2011 Chevrolet Volt charging port
Sure you can go an estimated 300 additional miles on the range-extend mode, but now we are told you have to fill’er up with premium fuel? That makes the deal a little less appetizing when paired with a $41K sticker price and considering that fuel economy estimates in range-extend mode have been placed right about 38 mpg. Yikes, stripes, that is less than the new 2011 Ford Fiesta and sounds a lot like the Smart car dilemma I recently wrote about in my “Great Smart Car Road Trip” series (more here). This is the trick as I see it and the way it has been explained by GM: Most people drive under 40 miles a day, so the Volt should theoretically work with their lifestyle and allow them to drive gasoline free for the majority of their driving. However, in case they want or have to travel greater distance the range-extend mode can be activated for up to about 300 additional miles of travel.
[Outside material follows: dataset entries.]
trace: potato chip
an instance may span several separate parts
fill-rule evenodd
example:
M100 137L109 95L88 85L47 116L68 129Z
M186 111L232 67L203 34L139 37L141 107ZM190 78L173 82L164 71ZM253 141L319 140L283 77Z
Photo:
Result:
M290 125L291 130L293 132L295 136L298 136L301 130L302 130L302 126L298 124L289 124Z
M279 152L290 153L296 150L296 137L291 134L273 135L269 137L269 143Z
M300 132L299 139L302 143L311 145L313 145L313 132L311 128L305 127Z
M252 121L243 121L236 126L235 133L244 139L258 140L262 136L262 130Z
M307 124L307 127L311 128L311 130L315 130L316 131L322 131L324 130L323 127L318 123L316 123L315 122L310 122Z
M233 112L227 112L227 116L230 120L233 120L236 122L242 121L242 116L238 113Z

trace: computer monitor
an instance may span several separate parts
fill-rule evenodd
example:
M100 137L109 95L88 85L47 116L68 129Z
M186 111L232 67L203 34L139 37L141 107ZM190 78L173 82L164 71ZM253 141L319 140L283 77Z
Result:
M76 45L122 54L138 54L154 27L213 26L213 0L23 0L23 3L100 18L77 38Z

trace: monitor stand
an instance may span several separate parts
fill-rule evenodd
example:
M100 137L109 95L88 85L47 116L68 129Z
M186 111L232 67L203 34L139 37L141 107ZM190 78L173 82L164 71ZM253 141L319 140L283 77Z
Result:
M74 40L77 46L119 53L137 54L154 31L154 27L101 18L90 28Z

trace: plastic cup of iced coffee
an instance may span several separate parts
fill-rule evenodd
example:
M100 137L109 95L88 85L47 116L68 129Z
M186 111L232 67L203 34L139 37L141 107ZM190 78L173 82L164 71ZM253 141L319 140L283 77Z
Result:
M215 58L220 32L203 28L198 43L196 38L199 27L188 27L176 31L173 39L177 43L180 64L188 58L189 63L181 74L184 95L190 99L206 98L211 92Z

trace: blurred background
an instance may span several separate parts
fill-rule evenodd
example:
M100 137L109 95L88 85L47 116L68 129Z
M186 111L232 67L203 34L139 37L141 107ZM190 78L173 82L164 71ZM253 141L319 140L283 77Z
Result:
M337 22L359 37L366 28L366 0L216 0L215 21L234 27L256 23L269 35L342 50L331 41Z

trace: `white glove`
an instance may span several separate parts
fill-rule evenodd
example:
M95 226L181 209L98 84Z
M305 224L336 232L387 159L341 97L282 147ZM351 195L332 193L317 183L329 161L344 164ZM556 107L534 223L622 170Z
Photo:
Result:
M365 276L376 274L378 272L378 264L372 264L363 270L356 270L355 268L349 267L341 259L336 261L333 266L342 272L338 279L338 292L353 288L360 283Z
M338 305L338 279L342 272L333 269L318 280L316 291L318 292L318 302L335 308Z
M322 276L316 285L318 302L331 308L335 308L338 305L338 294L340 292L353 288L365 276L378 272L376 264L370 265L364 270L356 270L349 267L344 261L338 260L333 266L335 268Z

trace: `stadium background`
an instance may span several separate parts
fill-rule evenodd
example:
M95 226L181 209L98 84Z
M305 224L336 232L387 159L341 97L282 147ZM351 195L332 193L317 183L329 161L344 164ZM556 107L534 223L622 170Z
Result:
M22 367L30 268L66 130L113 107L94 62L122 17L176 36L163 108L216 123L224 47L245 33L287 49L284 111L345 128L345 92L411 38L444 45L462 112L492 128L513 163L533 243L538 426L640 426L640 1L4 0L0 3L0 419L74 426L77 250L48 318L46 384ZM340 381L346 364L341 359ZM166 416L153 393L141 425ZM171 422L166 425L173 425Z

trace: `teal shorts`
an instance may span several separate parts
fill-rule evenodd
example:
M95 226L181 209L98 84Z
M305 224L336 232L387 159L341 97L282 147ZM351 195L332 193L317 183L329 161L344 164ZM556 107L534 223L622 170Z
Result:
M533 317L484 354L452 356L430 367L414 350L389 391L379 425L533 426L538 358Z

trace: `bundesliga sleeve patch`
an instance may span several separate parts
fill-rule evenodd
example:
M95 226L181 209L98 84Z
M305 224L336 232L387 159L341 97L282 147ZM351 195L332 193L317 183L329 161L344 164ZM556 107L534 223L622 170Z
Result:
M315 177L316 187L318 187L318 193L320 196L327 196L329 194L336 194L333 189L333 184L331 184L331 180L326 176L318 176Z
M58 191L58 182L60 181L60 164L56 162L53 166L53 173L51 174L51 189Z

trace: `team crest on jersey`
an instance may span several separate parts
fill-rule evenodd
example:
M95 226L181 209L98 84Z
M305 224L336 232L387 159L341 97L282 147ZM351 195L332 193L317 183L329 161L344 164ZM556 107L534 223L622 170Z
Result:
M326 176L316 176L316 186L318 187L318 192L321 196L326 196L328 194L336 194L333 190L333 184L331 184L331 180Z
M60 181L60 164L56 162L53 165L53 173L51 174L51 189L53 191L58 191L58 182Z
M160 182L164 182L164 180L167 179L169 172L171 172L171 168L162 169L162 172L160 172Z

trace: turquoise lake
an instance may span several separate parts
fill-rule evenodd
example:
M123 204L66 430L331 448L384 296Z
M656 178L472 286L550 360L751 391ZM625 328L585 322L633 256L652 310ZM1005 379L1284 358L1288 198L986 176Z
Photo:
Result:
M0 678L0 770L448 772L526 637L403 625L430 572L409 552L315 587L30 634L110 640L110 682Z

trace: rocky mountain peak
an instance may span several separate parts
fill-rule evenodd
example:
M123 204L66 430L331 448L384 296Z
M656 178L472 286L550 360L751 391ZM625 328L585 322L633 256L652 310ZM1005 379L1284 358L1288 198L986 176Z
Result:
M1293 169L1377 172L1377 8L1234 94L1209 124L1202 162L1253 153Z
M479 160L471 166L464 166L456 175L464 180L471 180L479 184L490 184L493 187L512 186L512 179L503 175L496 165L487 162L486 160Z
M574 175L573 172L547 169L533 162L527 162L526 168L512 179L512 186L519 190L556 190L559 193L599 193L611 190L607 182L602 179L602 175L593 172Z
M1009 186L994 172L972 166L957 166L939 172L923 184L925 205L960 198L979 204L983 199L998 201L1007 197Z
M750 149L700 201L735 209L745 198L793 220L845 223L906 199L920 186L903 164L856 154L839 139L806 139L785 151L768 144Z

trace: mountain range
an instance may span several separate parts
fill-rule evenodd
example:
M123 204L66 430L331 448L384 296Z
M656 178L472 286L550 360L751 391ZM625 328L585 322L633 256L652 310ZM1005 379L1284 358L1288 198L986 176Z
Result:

So who does this work for? Generally, this should be perfect for the same people that might find a Smart car attractive, but need or want more space. If you are driving in the city and you make a short trip to and froe, then you are set. Of course, then you might also consider the less expensive and purely electric Nissan Leaf. Difference between the two—the Volt give people the sense of security that they can miscalculate and still get home. Now the question that remains for the Volt is: How much less is the fuel efficiency if you put in regular?